AWS Lake Formation
Building a Data Lake is a task that requires a lot of care. Although its level of complexity depends on several factors, including:
- diversity in type and origins of the data
- storage required
- demanding levels of security
no matter the multiple combinations that may occur between them (and many more factors), there will always be a common element in the possible scenarios of implementation of a Data Lake: global and general knowledge of the data lifecycle.
By definition, we could consider that a Data Lake is an architectural approach which allows to store massive amounts of data in a central location, so that they are easily available to be categorized, processed, analyzed and consumed by different teams within an organization.
A typical construction of a Data Lake is consists of:
- Storage configuration
- Data moving
- Cleaning, preparation and data catalog
- Configuration and reinforcement of security policies and compliance
- Ensure that data is available (for analytical or visualization applications, among others)
As expected, each one of these points represents a more detailed procedure and must be dealt with greater rigor. Again, the combinations between these steps make a person (or company) who wants to start ‘playing’ with a Data Lake feel overwhelmed.
Curiously, AWS has a huge range of AWS services to work with data that can sometimes ‘force’ a person to simply give up on their goal of working with a Data Lake.
Before reviewing the AWS Lake Formation proposal, we could consider some of the steps required to build a Data Lake in AWS:
- Identify data sources (such as RDBMS, files, streams, transactions)
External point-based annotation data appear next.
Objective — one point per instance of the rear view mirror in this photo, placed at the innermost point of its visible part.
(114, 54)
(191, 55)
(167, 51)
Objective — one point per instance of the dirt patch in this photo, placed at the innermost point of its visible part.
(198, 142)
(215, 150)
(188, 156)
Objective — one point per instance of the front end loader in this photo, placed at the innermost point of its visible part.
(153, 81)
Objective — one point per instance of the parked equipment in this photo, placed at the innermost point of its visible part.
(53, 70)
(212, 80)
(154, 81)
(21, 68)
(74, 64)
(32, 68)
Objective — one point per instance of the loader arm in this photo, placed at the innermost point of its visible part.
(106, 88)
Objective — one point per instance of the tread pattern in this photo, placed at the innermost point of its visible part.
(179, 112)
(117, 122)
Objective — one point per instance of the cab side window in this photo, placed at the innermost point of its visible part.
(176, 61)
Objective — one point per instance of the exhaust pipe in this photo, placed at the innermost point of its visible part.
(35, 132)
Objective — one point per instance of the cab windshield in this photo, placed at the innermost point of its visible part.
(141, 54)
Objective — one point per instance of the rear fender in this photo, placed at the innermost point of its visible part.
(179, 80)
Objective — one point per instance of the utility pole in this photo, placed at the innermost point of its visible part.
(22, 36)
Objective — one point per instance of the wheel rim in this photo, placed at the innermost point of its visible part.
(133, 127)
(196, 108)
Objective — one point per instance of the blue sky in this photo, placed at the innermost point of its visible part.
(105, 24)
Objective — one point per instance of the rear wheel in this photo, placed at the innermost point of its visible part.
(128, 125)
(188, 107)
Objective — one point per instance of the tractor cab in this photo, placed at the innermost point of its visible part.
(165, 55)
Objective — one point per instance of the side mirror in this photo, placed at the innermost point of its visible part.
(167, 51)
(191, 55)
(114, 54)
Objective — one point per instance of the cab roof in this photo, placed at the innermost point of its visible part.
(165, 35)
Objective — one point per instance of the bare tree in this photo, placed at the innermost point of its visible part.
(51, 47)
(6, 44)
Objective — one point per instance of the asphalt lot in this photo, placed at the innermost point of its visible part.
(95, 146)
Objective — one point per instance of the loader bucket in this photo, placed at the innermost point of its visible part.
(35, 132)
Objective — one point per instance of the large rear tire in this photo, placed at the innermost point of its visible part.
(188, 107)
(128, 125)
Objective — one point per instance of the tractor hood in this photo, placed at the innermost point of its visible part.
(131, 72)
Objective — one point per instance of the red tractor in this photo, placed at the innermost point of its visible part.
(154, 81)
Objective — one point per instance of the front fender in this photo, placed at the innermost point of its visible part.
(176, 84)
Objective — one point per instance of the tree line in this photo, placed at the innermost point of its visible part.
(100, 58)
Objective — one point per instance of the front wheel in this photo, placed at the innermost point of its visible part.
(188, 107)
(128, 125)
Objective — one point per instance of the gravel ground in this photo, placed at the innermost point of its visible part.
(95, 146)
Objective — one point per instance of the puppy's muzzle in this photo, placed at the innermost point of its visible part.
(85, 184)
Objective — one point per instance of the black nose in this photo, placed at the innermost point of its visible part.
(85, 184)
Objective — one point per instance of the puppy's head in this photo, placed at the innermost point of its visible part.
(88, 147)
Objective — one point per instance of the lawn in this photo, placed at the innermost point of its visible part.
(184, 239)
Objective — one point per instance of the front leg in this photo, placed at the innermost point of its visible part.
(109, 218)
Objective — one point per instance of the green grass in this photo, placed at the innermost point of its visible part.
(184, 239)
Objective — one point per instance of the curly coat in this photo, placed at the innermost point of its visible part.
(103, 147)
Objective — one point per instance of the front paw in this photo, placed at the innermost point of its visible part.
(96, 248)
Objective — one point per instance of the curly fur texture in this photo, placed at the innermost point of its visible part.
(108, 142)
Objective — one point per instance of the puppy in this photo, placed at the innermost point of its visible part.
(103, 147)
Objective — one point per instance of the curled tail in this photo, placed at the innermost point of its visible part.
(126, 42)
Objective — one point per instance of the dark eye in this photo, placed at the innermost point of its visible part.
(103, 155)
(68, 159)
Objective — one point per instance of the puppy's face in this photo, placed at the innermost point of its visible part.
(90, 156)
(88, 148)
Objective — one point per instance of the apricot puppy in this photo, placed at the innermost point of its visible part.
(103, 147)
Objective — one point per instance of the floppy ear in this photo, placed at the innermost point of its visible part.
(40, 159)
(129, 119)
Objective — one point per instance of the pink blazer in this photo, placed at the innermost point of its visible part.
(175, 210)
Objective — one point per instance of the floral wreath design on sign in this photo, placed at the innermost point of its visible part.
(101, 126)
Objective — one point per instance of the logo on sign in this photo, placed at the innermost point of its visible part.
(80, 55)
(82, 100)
- Create required S3 buckets to store this data, with their corresponding policies
- Create the ETLs that will perform the transformations on this data from their origins to take them to the S3 buckets. This involves the corresponding administration of audit policies and permissions of the ETLs, and create a data cleansing strategy.
- Allow analytics services to access this data in S3.
In the previous process each point implies a human-derived risk factor which could allow possible errors to be committed. The 2 ‘alternative routes’ would be to manually execute the process with total precision, generating a checklist and identifying in turn each of the new alternatives in each point; or, rely on a managed service that handles as many tasks as possible for the creation of the Data Lake. And it is at this point where AWS Lake Formation enters:
AWS Lake Formation is an attractive option for those who do not have the technical knowledge or enough time to face a project that involves a Data Lake.
As it can be seen in the previous image, AWS Lake Formation includes the 4 basic stages of a Data Lake, allowing in each of them a human interaction at the level that is desired by the user. Simply put, anyone who wants to do a ‘double click’ in any of these 4 phases can do so.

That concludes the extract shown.